County Manager Dena Diorio said that the hackers got into the county's system when an employee clicked on an email attachment they shouldn't have.

"She said an example of the problem is the county's code enforcement office, where much of the work is done electronically". Now that ransom price is being doubled as hackers have hit the Mecklenburg, North Carolina county government and are demanding 2 bitcoins. Diorio said regardless whether or not county officials pay the ransom, the incident won't be resolved for several days.

This is a developing story. Diorio described the ransomware used in the attack as a new strain. Multiple county services were affected as a result.

A couple county commissioners declined to talk about the attack, saying they don't fully understand the ins-and-outs of it. Commission Chair Ella Scarborough says she doesn't want the county to pay the ransom. The county was "open for business" but many operations had slowed, she added. (It's wonderful in this day and age that people still click on unusual email attachments.) Once the click took place, spyware and a worm were unleashed into the system, freezing all of the electronic files. Credit card information is not saved on servers.

Earlier in the day Tuesday, a Mecklenburg County source said the outage was "believed to be due to an external threat".
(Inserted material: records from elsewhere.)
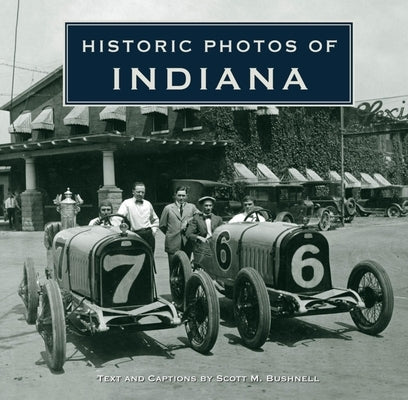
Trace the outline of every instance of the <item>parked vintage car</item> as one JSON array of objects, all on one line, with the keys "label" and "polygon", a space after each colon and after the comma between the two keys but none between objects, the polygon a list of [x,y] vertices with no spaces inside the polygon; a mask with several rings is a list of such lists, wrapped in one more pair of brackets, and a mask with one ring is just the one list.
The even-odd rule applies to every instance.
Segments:
[{"label": "parked vintage car", "polygon": [[216,199],[214,213],[228,221],[241,208],[241,203],[232,198],[232,188],[225,183],[204,179],[173,179],[173,193],[178,186],[188,188],[188,201],[198,205],[198,199],[211,196]]},{"label": "parked vintage car", "polygon": [[[335,219],[341,216],[341,184],[332,181],[302,182],[303,196],[313,201],[319,207],[327,208]],[[353,197],[346,197],[344,201],[344,221],[351,222],[356,215],[356,201]]]},{"label": "parked vintage car", "polygon": [[183,252],[176,257],[173,295],[182,298],[192,271],[206,271],[233,300],[238,331],[250,348],[266,341],[271,316],[350,312],[357,328],[369,335],[382,332],[391,320],[394,298],[384,268],[362,261],[353,268],[347,289],[333,287],[327,239],[305,226],[224,224],[208,243],[196,246],[192,266]]},{"label": "parked vintage car", "polygon": [[361,216],[370,214],[397,218],[408,213],[408,186],[390,185],[362,188],[357,201]]},{"label": "parked vintage car", "polygon": [[39,282],[31,258],[24,263],[19,294],[27,322],[35,323],[44,339],[52,370],[64,365],[66,324],[83,334],[185,324],[193,349],[207,353],[214,346],[219,305],[211,279],[204,271],[189,274],[184,307],[177,310],[157,295],[151,248],[127,231],[127,224],[59,231],[59,223],[49,223],[45,228],[49,253],[45,282]]},{"label": "parked vintage car", "polygon": [[303,198],[303,186],[295,183],[251,183],[246,192],[254,198],[257,206],[270,210],[272,220],[317,226],[326,231],[330,228],[329,210],[315,207],[313,202]]}]

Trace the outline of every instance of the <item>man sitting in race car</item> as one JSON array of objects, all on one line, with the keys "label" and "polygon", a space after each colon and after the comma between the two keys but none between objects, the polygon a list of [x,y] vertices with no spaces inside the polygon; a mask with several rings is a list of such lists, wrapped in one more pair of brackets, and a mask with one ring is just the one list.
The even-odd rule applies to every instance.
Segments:
[{"label": "man sitting in race car", "polygon": [[112,203],[108,200],[101,201],[99,205],[99,217],[96,217],[89,221],[88,225],[102,225],[102,226],[118,226],[120,225],[120,221],[113,217],[113,218],[103,218],[111,215],[113,213]]},{"label": "man sitting in race car", "polygon": [[[228,223],[243,222],[245,218],[252,212],[256,211],[255,201],[251,196],[245,196],[243,201],[244,211],[233,216]],[[259,213],[253,213],[247,220],[247,222],[264,222],[265,218]]]},{"label": "man sitting in race car", "polygon": [[214,229],[222,225],[222,218],[212,213],[215,199],[214,197],[204,196],[198,200],[202,206],[203,212],[195,214],[190,221],[186,237],[193,243],[205,243],[211,238]]}]

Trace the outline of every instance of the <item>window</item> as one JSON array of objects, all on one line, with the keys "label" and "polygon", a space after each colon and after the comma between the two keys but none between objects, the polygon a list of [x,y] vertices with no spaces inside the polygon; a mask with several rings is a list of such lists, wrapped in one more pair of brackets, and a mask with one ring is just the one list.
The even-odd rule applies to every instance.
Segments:
[{"label": "window", "polygon": [[169,123],[167,115],[161,113],[149,114],[152,123],[152,135],[159,135],[161,133],[169,133]]}]

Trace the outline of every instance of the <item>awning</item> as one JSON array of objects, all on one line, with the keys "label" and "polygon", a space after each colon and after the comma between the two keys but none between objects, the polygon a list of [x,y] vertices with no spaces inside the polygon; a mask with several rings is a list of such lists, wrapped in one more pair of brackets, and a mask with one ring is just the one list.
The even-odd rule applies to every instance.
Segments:
[{"label": "awning", "polygon": [[9,126],[9,133],[31,133],[31,112],[20,114]]},{"label": "awning", "polygon": [[101,121],[116,119],[118,121],[126,122],[126,107],[107,106],[99,113],[99,119]]},{"label": "awning", "polygon": [[47,129],[49,131],[54,130],[54,112],[52,108],[44,108],[37,116],[37,118],[31,122],[32,129]]},{"label": "awning", "polygon": [[294,182],[307,182],[307,179],[296,168],[288,168],[289,180]]},{"label": "awning", "polygon": [[381,174],[375,173],[374,179],[381,185],[381,186],[391,186],[392,183],[385,179]]},{"label": "awning", "polygon": [[380,187],[380,184],[369,174],[365,172],[360,172],[361,175],[361,187],[364,189],[373,189]]},{"label": "awning", "polygon": [[322,181],[322,177],[314,170],[306,168],[306,177],[309,181]]},{"label": "awning", "polygon": [[182,111],[182,110],[197,110],[200,111],[201,107],[194,107],[194,106],[177,106],[173,107],[173,111]]},{"label": "awning", "polygon": [[256,111],[258,106],[231,107],[232,111]]},{"label": "awning", "polygon": [[151,114],[151,113],[157,112],[159,114],[167,115],[167,107],[145,106],[145,107],[140,107],[140,112],[142,114]]},{"label": "awning", "polygon": [[234,182],[257,182],[256,175],[242,163],[234,163]]},{"label": "awning", "polygon": [[89,126],[89,107],[74,107],[64,118],[64,125]]},{"label": "awning", "polygon": [[257,115],[279,115],[279,109],[275,106],[259,107]]},{"label": "awning", "polygon": [[265,165],[262,163],[256,164],[256,176],[261,181],[279,183],[280,179]]}]

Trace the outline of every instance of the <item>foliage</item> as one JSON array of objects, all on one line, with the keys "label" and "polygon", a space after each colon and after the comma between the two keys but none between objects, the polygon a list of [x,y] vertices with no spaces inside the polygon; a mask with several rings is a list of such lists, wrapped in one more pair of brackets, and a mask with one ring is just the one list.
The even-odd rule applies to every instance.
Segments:
[{"label": "foliage", "polygon": [[[347,110],[346,110],[347,111]],[[285,107],[278,116],[259,116],[251,111],[232,111],[228,107],[202,109],[203,134],[227,139],[226,162],[220,169],[221,181],[233,181],[233,163],[244,163],[253,172],[258,162],[278,176],[287,168],[315,170],[327,178],[329,170],[341,170],[340,109],[334,107]],[[350,115],[345,121],[351,120]],[[393,155],[389,162],[379,150],[375,135],[344,138],[344,169],[357,177],[360,172],[380,172],[393,183],[407,180],[404,156],[408,140],[393,135]],[[238,192],[239,188],[236,189]]]}]

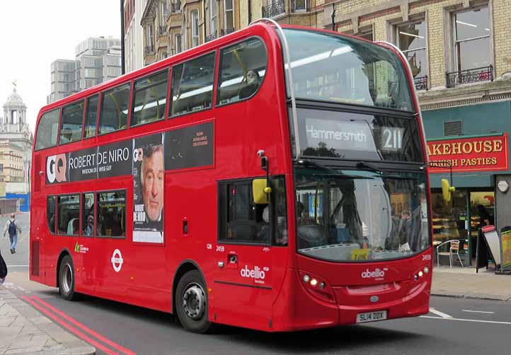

Although the deadline passed without a payment, the hackers apparently were taking no action as long as county officials were in communication with them through cybersecurity experts.

Diorio said a comprehensive list of the departments that will be moving to paper will be released Wednesday.

The county issued a statement on Twitter Wednesday asking residents to contact county offices before visiting to see whether they are offering services.

The county is working with a third-party technology company to figure out what to do. Charlotte officials say city government computers haven't been hacked.